Keadaan pandemi COVID-19 memberikan dampak besar pada kehidupan anak dengan HIV. Catherine Thomas melalui pemaparannya yang bertajuk “Dampak COVID-19 pada Anak dengan HIV di Indonesia” menyoroti dampak terhadap kesehatan anak dengan HIV ke dalam empat kategori: Akses ARV; Self-Diagnose and Self-Medicate; Masalah Kuangan dan BPJS; dan Imunisasi. Belum lagi problematika terkait pemenuhan nutrisi harian anak dengan HIV yang turut terganggu selama masa pandemi. Bila ditelisik lebih dalam, kemunculan permasalahan-permasalahan ini bersumber dari beban ekonomi berganda yang mesti ditanggung oleh keluarga atau caregiver anak dengan HIV. Sebab, tidak sedikit dari mereka yang kehilangan sebagian atau seluruh pemasukan/pekerjaan. Situasi tidak menyenangkan yang terjadi pada anak dengan HIV juga dikemukakan oleh Riama Siringo. Sebagian besar anak dengan HIV memang diketahui ada dalam kondisi stabil dan tidak mempunyai keluhan kesehatan. Akan tetapi, beberapa anak selama pandemi ada yang harus menjalani perawatan di rumah sakit dan tercatat tiga orang anak dampingan Lentera Anak Pelangi meninggal dunia di masa pandemi ini.
Kondisi memprihatinkan turut dialami anak-anak dari keluarga prasejahtera sebagaimana yang disampaikan oleh Jessica Hutting. 56% anak dari keluarga prasejahtera memilih untuk bekerja sebagai pemulung atau berjualan untuk pemasukan tambahan dalam keluarga karena 77% orang tua kehilangan pekerjaan. Anak-anak ini juga mengalami kekhawatiran akan keluarga dapat tertular COVID-19, orang tua kehilangan pekerjaan, dan pandemi yang tidak kunjung usai.
Bandungwangi sebagai lembaga swadaya masyarakat yang berfokus pada pendampingan langsung anak korban dan rentan eksploitasi seksual komersial yang ada di dalam lingkungan prostitusi maupun masyarakat melakukan assessment terhadap anak-anak dampingannya.
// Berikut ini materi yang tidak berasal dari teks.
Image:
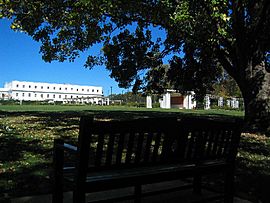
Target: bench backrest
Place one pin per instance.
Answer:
(148, 141)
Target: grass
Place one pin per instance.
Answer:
(27, 133)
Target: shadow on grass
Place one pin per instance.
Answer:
(253, 168)
(26, 155)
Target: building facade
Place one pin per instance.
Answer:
(52, 92)
(172, 99)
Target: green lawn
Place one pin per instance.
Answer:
(27, 133)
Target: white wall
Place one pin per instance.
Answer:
(36, 91)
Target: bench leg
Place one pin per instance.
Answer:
(229, 186)
(138, 193)
(197, 184)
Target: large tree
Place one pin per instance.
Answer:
(200, 37)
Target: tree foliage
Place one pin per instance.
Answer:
(200, 37)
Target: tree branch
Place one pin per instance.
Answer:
(262, 15)
(225, 61)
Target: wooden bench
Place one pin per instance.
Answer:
(118, 154)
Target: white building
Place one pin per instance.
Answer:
(52, 92)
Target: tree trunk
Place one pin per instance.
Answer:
(255, 88)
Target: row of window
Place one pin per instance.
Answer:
(54, 88)
(49, 96)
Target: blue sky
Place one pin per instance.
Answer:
(20, 60)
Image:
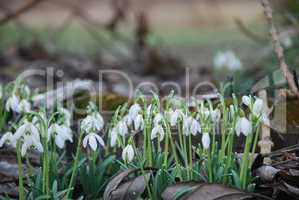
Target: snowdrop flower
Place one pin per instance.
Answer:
(113, 137)
(158, 118)
(67, 116)
(31, 141)
(122, 128)
(27, 128)
(128, 153)
(205, 140)
(24, 106)
(149, 110)
(61, 133)
(128, 120)
(246, 100)
(257, 107)
(134, 110)
(30, 137)
(265, 120)
(93, 121)
(138, 122)
(12, 103)
(190, 125)
(158, 130)
(244, 126)
(93, 139)
(6, 138)
(174, 116)
(227, 60)
(287, 42)
(215, 115)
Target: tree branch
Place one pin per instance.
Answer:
(278, 49)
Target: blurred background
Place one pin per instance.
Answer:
(218, 40)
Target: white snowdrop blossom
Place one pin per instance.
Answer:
(149, 110)
(67, 116)
(158, 130)
(128, 153)
(265, 120)
(244, 126)
(113, 137)
(257, 107)
(30, 137)
(122, 128)
(134, 110)
(12, 103)
(138, 122)
(6, 138)
(31, 141)
(205, 140)
(24, 106)
(92, 139)
(128, 120)
(93, 121)
(287, 42)
(227, 60)
(190, 125)
(60, 133)
(174, 116)
(216, 115)
(246, 100)
(158, 118)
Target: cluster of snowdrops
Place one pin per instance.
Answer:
(183, 141)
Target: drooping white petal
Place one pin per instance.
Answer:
(195, 127)
(205, 140)
(12, 103)
(265, 120)
(186, 125)
(128, 153)
(59, 141)
(158, 118)
(24, 106)
(157, 130)
(257, 107)
(216, 115)
(93, 142)
(99, 122)
(138, 122)
(174, 116)
(20, 131)
(134, 110)
(85, 140)
(7, 137)
(122, 128)
(113, 138)
(246, 100)
(244, 126)
(100, 140)
(128, 120)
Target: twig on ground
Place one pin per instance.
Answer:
(278, 48)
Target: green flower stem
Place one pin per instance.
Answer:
(190, 157)
(244, 164)
(74, 173)
(254, 146)
(149, 149)
(20, 172)
(229, 157)
(166, 147)
(210, 169)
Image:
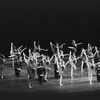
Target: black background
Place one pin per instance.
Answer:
(25, 21)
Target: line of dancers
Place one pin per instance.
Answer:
(40, 64)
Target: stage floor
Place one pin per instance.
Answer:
(17, 87)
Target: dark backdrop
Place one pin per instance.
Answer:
(23, 21)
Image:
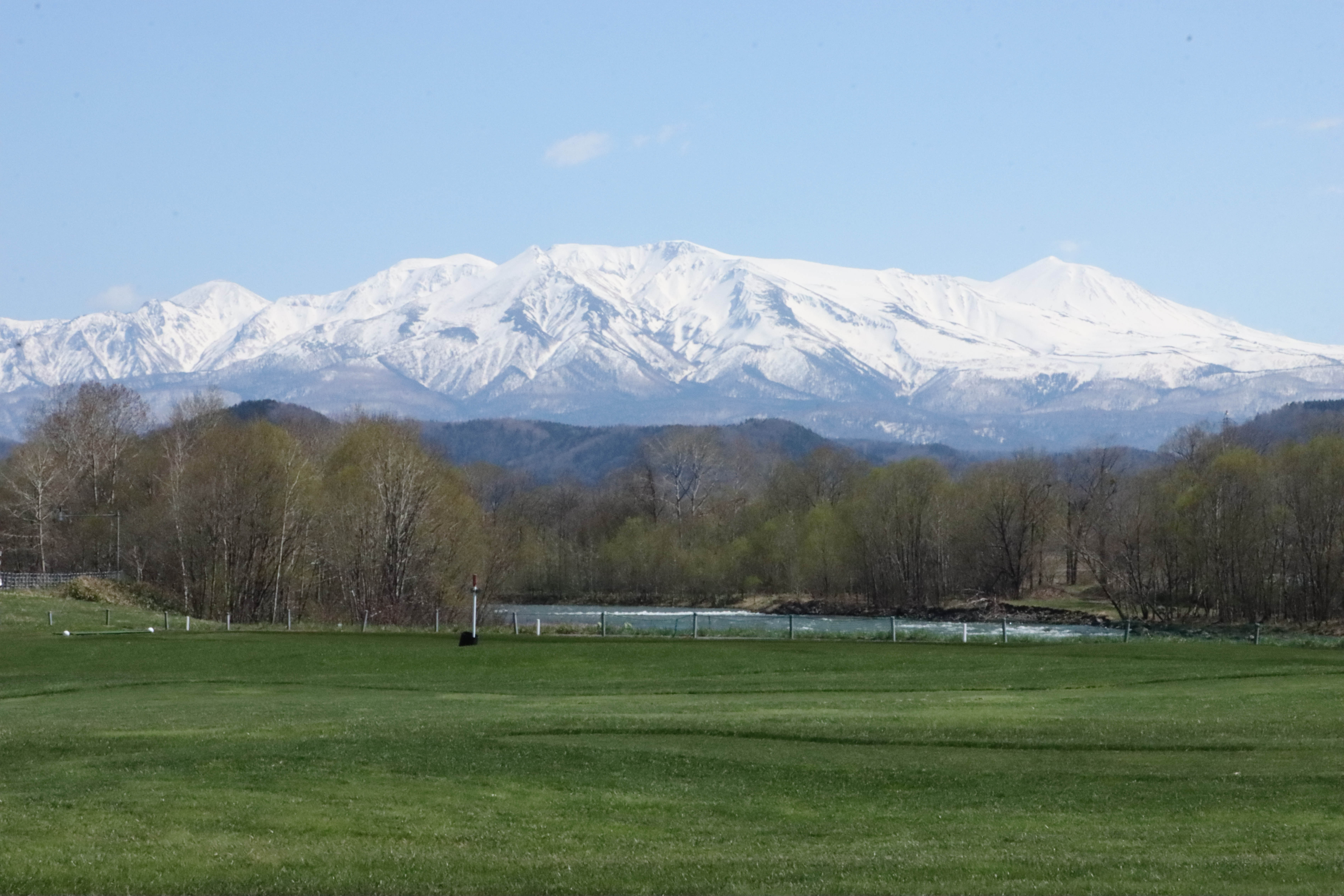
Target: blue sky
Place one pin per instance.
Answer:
(302, 147)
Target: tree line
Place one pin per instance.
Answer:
(222, 515)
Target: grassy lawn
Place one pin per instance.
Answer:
(346, 762)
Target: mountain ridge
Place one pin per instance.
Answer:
(1052, 355)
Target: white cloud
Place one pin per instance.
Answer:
(579, 150)
(118, 299)
(666, 134)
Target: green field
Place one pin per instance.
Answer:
(346, 762)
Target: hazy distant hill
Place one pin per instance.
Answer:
(1296, 422)
(1053, 356)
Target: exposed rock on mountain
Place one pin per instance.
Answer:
(1053, 355)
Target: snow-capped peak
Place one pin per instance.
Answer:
(675, 331)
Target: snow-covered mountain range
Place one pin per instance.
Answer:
(1053, 355)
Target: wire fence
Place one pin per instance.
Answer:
(25, 581)
(679, 623)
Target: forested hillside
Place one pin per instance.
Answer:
(268, 508)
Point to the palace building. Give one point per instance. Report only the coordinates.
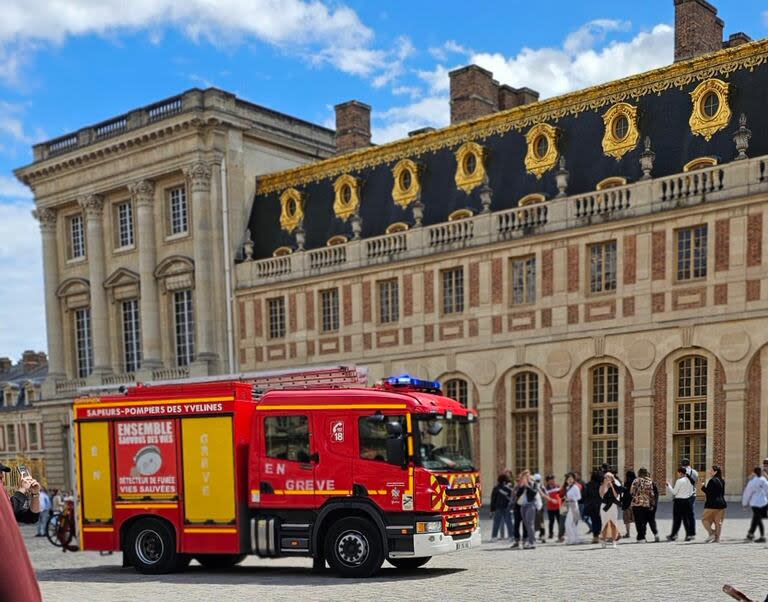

Endang Supriyati sebagai perwakilan dari Bandungwangi menyampaikan bahwa di tengah kondisi pandemi ini, anak-anak menjadi lebih mudah untuk menjadi korban eksploitasi seksual secara online. Mereka dijanjikan menjadi model dengan cara dipandu untuk memberikan foto-foto yang tidak pantas semisal foto tanpa busana dengan alasan supaya bisa melihat postur tubuh secara utuh. Kerentanan eksplotasi seksual berbasis online juga mengintai karena anak banyak menghabiskan waktu berselancar di jagat maya dan menggunakan media sosial. Diketahui bahwa 43% anak di Jakarta pernah dikirimi gambar/video porno secara langsung atau melalui tautan, dikirimi tulisan/pesan teks yang menurut dirinya/temannya tidak sopan dan senonoh, dan dikirimi gambar/video yang membuat dirinya/temannya tidak nyaman.
Menariknya, dari hasil penelitian yang dipaparkan Catherine Thomas, dampak COVID-19 ternyata tidak melulu membawa keresahan dan identik dengan hal-hal negatif. Orang tua dan anak remaja menjadi lebih “kreatif” (resourceful), menjaga asupan makanan agar lebih sehat dan terjamin, serta hubungan antar pribadi (orang tua-anak) yang menjadi lebih dekat merupakan sisi lain yang terjadi selama masa pandemi COVID-19.